Ça y est, on nous refait le coup de la « chienlit » ! Après quelques séquestrations de patrons, tous les épouvantails sont de sortie : Villepin parle de « risque révolutionnaire », Alain Minc rappelle doctement à « ses amis de la classe dirigeante » que 1789 a commencé en 1788.
François Fillon, à propos de deux photocopieuses cassées à la sous-préfecture de Compiègne, dénonce les agissements d'« une petite minorité très violente ». Très violente ? Lorsque les paysans cassent des équipements publics, on n'en fait pas une telle histoire.
Plusieurs médias brodent autour de la « spécificité française » que représenterait une telle « radicalité » des conflits sociaux. Tiens donc, il y aurait, chez ce peuple « régicide » (comme dirait Nicolas Sarkozy), une incapacité à accepter avec flegme et dignité d'être viré de sa boîte (généralement sans perspective de retrouver un emploi), et de ne trouver en face de soi aucun patron avec lequel discuter ?
Les salariés qui séquestrent leur patron ne sont pourtant pas des enragés. Ce sont des salariés désespérés de ne trouver en face d'eux personne à qui parler. Car quels sont les points communs entre tous ces conflits : Caterpillar, Continental, 3M, Sony, Molex ?
Ils ont pour cadre des usines appartenant à des groupes étrangers. Lorsque les salariés apprennent que l'usine ferme, ils doivent bien constater que cette décision a été prise non pas par leur patron -celui qui était jusque-là considéré comme tel- mais par une direction lointaine, dans un autre pays.
Vers qui se tourner ? Vers le seul centre de décision qui prétend avoir un pouvoir de décision sur leur sort : le pouvoir politique. Nicolas Sarkozy n'a-t-il pas promis qu'il sauverait le site de Gandrange, puis celui de Caterpillar ? Pour attirer l'attention, ils n'ont d'autre choix que d'engager des actions médiatiques. Et la séquestration, ou la destruction de photocopieur, ce sont des bons hameçons à média.
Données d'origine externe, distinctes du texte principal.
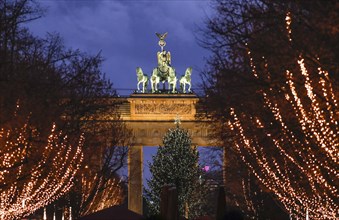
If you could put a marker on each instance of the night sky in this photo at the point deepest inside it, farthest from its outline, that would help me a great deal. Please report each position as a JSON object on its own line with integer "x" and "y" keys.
{"x": 124, "y": 32}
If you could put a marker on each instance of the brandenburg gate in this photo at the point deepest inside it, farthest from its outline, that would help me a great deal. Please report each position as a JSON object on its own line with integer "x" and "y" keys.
{"x": 150, "y": 113}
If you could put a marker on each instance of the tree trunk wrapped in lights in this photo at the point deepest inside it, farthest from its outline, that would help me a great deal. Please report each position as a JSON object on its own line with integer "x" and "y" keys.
{"x": 300, "y": 166}
{"x": 284, "y": 115}
{"x": 32, "y": 176}
{"x": 176, "y": 165}
{"x": 107, "y": 193}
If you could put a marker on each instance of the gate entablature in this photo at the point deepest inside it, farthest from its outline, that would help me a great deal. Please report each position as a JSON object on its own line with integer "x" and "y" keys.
{"x": 162, "y": 107}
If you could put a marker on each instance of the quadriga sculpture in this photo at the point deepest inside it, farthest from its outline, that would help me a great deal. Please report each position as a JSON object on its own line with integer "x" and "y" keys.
{"x": 186, "y": 79}
{"x": 142, "y": 78}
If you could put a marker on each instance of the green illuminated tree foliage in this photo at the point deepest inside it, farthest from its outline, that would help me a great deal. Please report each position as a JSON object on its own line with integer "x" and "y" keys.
{"x": 176, "y": 164}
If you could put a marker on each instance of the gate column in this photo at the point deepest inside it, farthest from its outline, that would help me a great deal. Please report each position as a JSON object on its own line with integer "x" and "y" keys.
{"x": 135, "y": 165}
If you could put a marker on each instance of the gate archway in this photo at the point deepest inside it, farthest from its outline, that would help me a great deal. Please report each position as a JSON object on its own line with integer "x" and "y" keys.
{"x": 149, "y": 116}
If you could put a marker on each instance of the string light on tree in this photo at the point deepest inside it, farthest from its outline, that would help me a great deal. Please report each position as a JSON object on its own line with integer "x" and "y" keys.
{"x": 32, "y": 177}
{"x": 297, "y": 159}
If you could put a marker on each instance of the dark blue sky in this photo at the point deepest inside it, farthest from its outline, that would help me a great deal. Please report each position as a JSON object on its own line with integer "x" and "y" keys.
{"x": 125, "y": 33}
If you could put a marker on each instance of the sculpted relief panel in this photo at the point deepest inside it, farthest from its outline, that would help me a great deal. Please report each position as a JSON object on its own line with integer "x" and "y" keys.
{"x": 163, "y": 108}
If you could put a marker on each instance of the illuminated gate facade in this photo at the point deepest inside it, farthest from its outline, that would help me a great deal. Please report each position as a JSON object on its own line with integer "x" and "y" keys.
{"x": 149, "y": 116}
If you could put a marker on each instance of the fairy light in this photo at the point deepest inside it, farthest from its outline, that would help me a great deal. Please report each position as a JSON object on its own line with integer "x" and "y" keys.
{"x": 288, "y": 20}
{"x": 317, "y": 194}
{"x": 27, "y": 186}
{"x": 303, "y": 175}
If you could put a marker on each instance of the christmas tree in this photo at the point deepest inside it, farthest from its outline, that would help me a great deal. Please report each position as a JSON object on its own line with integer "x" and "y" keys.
{"x": 176, "y": 165}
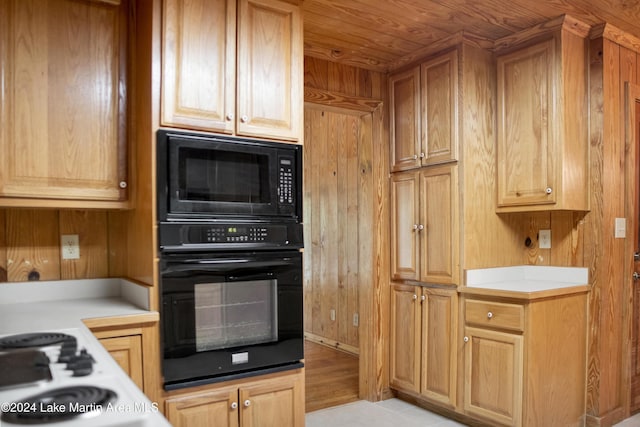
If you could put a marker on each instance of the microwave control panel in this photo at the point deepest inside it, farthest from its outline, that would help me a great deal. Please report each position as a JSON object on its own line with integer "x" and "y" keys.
{"x": 285, "y": 181}
{"x": 226, "y": 235}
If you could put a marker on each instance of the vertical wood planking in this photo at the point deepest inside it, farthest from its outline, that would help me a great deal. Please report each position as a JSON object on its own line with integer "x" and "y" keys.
{"x": 33, "y": 244}
{"x": 3, "y": 248}
{"x": 91, "y": 228}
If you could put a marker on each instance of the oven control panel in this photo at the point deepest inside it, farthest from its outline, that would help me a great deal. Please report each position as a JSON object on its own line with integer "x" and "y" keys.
{"x": 180, "y": 236}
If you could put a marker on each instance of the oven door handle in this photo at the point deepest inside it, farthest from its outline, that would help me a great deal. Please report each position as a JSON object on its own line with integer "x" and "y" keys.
{"x": 215, "y": 265}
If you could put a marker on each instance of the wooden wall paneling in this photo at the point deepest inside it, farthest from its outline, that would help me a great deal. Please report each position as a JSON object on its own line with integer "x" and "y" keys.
{"x": 348, "y": 190}
{"x": 91, "y": 228}
{"x": 316, "y": 73}
{"x": 567, "y": 238}
{"x": 33, "y": 245}
{"x": 603, "y": 253}
{"x": 3, "y": 247}
{"x": 532, "y": 223}
{"x": 593, "y": 220}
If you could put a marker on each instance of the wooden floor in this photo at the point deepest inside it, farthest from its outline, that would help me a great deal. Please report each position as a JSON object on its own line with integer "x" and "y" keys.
{"x": 331, "y": 377}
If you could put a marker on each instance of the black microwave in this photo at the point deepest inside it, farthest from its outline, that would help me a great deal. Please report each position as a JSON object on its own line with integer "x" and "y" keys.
{"x": 215, "y": 177}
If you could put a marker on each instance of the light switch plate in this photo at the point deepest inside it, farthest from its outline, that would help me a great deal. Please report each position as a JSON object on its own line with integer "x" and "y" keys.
{"x": 621, "y": 228}
{"x": 544, "y": 239}
{"x": 70, "y": 246}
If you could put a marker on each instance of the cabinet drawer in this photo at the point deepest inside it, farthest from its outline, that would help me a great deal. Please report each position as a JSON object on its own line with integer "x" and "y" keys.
{"x": 494, "y": 314}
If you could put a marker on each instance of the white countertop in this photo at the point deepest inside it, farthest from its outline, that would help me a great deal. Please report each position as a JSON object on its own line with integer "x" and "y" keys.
{"x": 527, "y": 278}
{"x": 59, "y": 305}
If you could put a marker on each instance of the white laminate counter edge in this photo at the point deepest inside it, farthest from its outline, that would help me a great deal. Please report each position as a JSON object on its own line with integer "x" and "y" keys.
{"x": 527, "y": 278}
{"x": 31, "y": 292}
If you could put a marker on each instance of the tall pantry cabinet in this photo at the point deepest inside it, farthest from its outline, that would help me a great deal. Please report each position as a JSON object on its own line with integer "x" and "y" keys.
{"x": 436, "y": 108}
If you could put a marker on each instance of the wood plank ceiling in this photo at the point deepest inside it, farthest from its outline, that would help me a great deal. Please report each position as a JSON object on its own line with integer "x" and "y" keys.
{"x": 384, "y": 35}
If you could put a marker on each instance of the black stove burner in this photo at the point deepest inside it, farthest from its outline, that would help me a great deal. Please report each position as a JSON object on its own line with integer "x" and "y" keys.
{"x": 60, "y": 404}
{"x": 37, "y": 339}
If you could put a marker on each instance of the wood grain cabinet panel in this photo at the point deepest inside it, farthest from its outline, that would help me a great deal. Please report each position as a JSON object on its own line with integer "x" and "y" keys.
{"x": 233, "y": 67}
{"x": 424, "y": 113}
{"x": 424, "y": 217}
{"x": 423, "y": 358}
{"x": 127, "y": 352}
{"x": 63, "y": 142}
{"x": 542, "y": 154}
{"x": 525, "y": 359}
{"x": 273, "y": 402}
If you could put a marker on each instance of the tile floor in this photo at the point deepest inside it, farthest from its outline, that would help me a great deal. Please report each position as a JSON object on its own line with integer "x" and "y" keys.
{"x": 387, "y": 413}
{"x": 392, "y": 413}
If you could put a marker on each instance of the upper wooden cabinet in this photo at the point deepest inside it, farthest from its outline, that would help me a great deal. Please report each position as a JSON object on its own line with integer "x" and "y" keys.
{"x": 233, "y": 67}
{"x": 63, "y": 139}
{"x": 424, "y": 218}
{"x": 542, "y": 156}
{"x": 424, "y": 113}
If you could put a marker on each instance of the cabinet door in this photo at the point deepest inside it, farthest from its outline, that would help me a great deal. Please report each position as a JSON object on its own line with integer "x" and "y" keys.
{"x": 270, "y": 69}
{"x": 439, "y": 216}
{"x": 405, "y": 231}
{"x": 127, "y": 352}
{"x": 493, "y": 377}
{"x": 198, "y": 74}
{"x": 439, "y": 100}
{"x": 439, "y": 349}
{"x": 527, "y": 127}
{"x": 405, "y": 338}
{"x": 273, "y": 403}
{"x": 219, "y": 408}
{"x": 64, "y": 105}
{"x": 404, "y": 100}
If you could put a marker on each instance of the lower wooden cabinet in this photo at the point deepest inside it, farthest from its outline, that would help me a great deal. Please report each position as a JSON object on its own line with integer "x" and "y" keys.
{"x": 423, "y": 342}
{"x": 273, "y": 401}
{"x": 525, "y": 358}
{"x": 127, "y": 351}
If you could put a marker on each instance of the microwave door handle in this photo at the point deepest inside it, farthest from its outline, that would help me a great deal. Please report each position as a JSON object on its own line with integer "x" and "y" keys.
{"x": 249, "y": 277}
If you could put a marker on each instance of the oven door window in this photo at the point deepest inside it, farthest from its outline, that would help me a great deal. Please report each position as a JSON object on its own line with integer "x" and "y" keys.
{"x": 232, "y": 314}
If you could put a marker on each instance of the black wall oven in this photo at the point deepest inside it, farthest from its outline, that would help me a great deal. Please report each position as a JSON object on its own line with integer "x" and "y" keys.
{"x": 230, "y": 233}
{"x": 230, "y": 314}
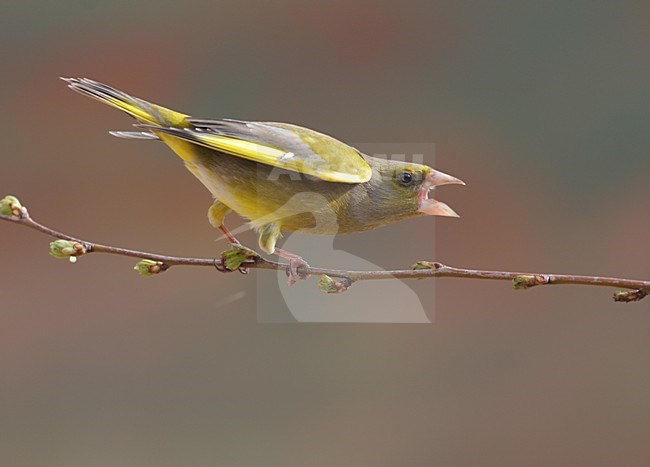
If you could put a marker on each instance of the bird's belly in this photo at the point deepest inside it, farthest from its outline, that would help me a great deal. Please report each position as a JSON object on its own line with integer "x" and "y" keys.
{"x": 262, "y": 200}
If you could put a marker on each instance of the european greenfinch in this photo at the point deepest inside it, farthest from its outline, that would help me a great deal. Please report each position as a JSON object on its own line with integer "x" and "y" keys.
{"x": 282, "y": 177}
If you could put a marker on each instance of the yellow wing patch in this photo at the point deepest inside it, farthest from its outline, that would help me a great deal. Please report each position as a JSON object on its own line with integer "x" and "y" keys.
{"x": 340, "y": 164}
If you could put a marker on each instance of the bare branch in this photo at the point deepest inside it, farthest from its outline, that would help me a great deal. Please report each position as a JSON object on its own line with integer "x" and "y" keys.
{"x": 331, "y": 280}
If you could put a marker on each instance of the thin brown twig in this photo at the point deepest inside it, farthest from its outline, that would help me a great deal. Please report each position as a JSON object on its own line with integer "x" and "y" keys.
{"x": 635, "y": 289}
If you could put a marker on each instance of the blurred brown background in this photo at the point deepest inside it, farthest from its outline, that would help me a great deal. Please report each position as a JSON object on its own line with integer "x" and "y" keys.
{"x": 541, "y": 107}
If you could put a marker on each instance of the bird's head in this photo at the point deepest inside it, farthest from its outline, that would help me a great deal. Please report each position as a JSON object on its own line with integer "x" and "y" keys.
{"x": 409, "y": 186}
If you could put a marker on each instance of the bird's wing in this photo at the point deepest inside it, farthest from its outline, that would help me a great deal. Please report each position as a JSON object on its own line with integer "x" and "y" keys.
{"x": 280, "y": 145}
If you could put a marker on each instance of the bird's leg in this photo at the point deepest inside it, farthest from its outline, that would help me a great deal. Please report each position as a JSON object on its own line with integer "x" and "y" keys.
{"x": 216, "y": 215}
{"x": 295, "y": 262}
{"x": 231, "y": 238}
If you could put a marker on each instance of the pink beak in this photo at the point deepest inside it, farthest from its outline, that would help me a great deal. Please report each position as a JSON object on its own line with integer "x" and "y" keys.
{"x": 433, "y": 207}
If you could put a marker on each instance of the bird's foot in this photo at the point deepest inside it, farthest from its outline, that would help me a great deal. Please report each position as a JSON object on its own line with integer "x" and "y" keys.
{"x": 295, "y": 263}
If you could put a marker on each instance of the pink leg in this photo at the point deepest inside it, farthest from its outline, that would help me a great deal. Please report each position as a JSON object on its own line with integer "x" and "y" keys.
{"x": 231, "y": 238}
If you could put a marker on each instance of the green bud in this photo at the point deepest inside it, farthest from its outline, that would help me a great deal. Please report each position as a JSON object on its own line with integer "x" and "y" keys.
{"x": 67, "y": 249}
{"x": 329, "y": 285}
{"x": 233, "y": 259}
{"x": 426, "y": 265}
{"x": 629, "y": 295}
{"x": 11, "y": 207}
{"x": 147, "y": 267}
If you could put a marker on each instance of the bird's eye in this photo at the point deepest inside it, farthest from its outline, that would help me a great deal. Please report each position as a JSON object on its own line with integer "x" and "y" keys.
{"x": 405, "y": 178}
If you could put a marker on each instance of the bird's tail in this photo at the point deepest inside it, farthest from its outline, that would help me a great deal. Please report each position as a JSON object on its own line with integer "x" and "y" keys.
{"x": 141, "y": 110}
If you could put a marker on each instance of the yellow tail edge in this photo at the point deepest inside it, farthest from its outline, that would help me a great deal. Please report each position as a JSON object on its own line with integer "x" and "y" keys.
{"x": 141, "y": 110}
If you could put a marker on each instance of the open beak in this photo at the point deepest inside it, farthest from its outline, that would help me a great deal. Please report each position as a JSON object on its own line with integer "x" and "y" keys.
{"x": 431, "y": 206}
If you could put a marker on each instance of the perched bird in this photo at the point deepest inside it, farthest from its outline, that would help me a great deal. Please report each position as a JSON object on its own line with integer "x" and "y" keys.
{"x": 282, "y": 177}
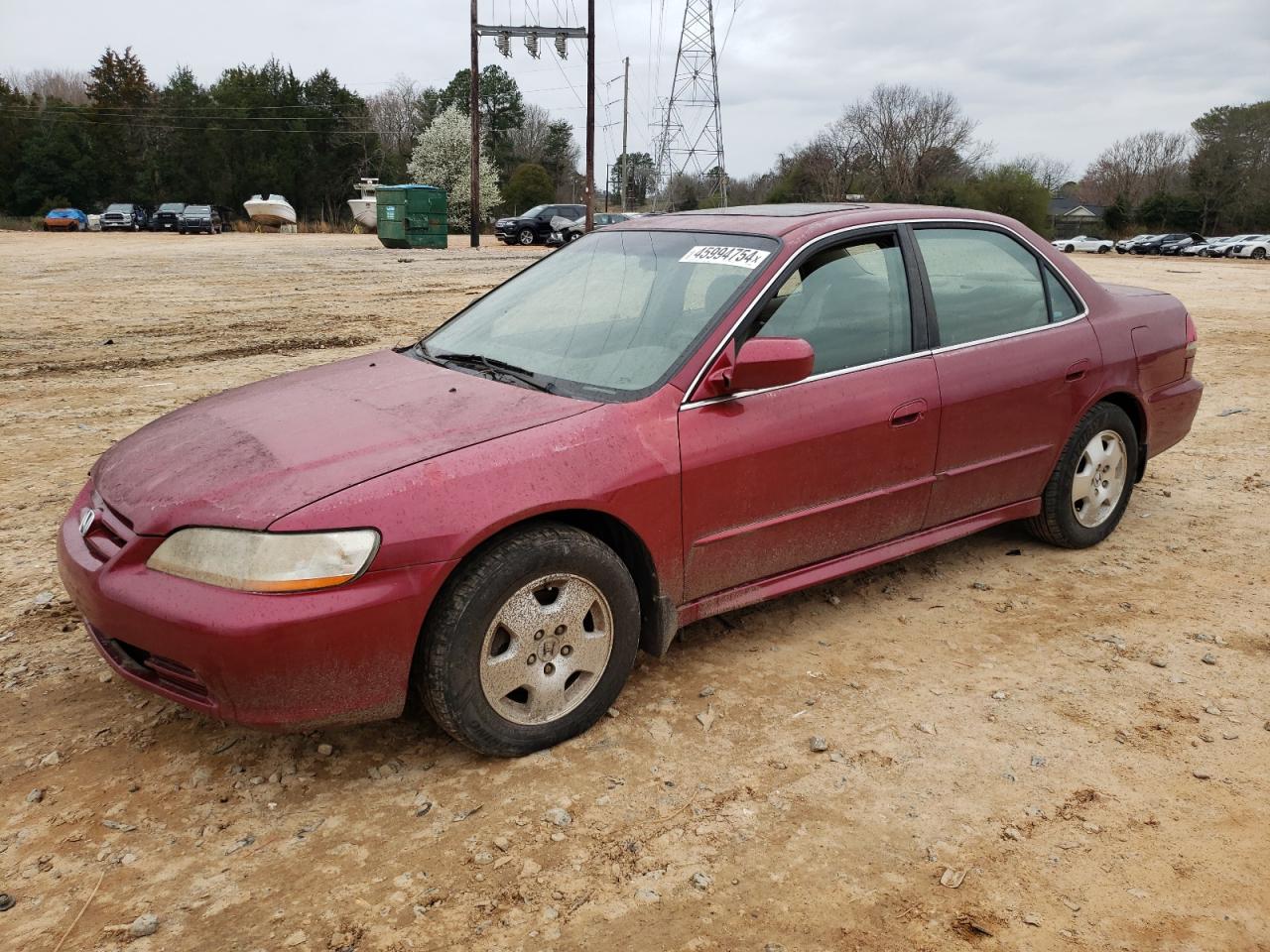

Dans d'autres pays, en Allemagne ou dans les pays nordiques, les conflits se passent différemment. On discute en amont, sérieusement, en se respectant. S'il y a une spécificité française, elle ne tient pas forcément à l'intensité de la colère des salariés.
Elle tient avant tout à l'absence de dialogue social dans ce pays, à la gestion des ressources humaines par le « fait accompli », à la désyndicalisation quasi complète du salariat et à une culture de « capitalisme d'héritier » dans laquelle les patrons considèrent souvent le dialogue social comme une perte de temps et les syndicats comme des adversaires.